From what I understand, the vast majority, if not all, of the CLTL programs concern themselves mainly with using books as a mean of facilitating change. However, literature isn’t restricted merely to the pages that can be bound to the spine of a book.

According to the Merriam-Webster dictionary, literature is defined as “written works that are considered to be very good and to have lasting importance”, yet nowhere in that definition does it state the requirement that the literature must come in the form of a novel. Sure, when people think of literature in general, the image that typically comes to mind is a book, but literature can be plays, poems, songs, and so much more.

Therefore, I wonder, should CLTL meetings occasionally branch away from the classic literary novels they usually teach from and aim to involve other forms of literature?

There are certainly plays that are well established within the current literary canon, such as The Tragical History of the Life and Death of Doctor Faustus, Lysistrata, or anything by Shakespeare, so delving into the discussion opportunities that these plays provide would still fall neatly alongside the CLTL’s usual modus operandi of “sticking to the classics”.

Also, considering the fact that what helps make the CLTL sessions and reading assignments so powerfully effective is that readers can relate to the characters in their fictional scenarios, the characters in plays are no less relatable or emotionally exposed than Santiago in The Old Man and the Sea, John Proctor in The Crucible, or Sydney Carton in A Tale of Two Cities.

The same can even be said of the many examples of poems already within the standard literary canon. Although poetry can sometimes lack a main character and lean more towards description, poems are never without emotion, and connecting the reader to what they read is what allows for the CLTL to actually accomplish its mission, changing the lives of real people.

However, if the CLTL were to expand its reach into the current literary canon, this still brings up a deeply important, and often overlooked, question: Should the CLTL explore literature beyond the standard Western literary canon?

As Westerners, it is sometimes easy to forget that what we consider to be literary classics is essentially a list compiled and upheld by those with a strong preference and inclusion into Western society. However, looking back on the history of literature, much of what the world considers to the literary “firsts” are of Eastern origin. The first novel is considered to be The Tale of Genji, written by noblewomen Murasaki Skikibu in 11th century Japan, and two of the oldest poems in the world are Ramayana and Mahabharata, both of Indian origin.

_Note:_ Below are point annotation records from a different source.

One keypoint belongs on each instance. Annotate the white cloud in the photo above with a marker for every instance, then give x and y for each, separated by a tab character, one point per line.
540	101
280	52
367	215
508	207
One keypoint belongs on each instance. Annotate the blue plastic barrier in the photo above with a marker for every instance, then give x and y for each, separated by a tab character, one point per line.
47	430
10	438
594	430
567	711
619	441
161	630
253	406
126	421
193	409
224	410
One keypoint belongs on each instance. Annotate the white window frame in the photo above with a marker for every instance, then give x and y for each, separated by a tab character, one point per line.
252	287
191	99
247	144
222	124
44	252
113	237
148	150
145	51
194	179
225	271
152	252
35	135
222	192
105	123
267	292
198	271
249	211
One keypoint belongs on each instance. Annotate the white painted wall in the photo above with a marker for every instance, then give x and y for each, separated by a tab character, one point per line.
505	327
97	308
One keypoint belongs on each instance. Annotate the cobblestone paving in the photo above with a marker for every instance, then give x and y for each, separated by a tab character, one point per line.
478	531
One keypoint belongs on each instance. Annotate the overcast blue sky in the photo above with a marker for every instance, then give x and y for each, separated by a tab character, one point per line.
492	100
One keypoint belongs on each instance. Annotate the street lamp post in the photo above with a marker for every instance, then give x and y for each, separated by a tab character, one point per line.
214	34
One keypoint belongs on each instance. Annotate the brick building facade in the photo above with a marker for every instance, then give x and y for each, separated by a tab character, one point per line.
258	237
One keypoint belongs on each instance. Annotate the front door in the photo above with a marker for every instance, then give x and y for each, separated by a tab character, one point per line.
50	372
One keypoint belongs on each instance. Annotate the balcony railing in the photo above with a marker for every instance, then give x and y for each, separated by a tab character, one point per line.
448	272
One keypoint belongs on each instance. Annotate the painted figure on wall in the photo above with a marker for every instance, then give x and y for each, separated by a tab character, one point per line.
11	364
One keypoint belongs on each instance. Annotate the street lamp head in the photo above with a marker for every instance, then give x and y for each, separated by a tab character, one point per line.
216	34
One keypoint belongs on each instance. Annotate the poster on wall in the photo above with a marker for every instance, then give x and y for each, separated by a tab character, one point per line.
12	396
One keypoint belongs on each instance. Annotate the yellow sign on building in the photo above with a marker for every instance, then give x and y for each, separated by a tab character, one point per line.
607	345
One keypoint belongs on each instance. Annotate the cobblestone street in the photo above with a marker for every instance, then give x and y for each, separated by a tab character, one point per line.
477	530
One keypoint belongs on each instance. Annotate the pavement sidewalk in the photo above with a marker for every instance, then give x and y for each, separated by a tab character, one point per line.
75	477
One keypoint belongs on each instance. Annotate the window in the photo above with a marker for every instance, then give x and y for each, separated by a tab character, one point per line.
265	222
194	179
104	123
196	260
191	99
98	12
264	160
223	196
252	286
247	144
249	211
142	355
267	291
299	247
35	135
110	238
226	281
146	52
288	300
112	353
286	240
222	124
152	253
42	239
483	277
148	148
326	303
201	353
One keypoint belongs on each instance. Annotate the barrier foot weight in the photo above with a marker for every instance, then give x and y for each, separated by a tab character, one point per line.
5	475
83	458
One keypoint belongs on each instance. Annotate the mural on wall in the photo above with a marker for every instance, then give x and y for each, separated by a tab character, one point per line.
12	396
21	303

Therefore, with so much of the Western canon already explored in most educational or literary circles, why not expand into the Eastern canon? It’s one thing to read the usual “great American novels” and gain an understanding of the ideologies that stem from those books, but diving into the Eastern canon can also help to expand one’s worldview. It can open one’s eyes to even more that this tiny planet provides while also emphasizing the idea that, despite differences found across oceans, perhaps there are some human fundamentals in literature that naturally create the emotive bonds that the CLTL encourages and depends upon.

Now doesn’t that sound like a way to change a life through literature?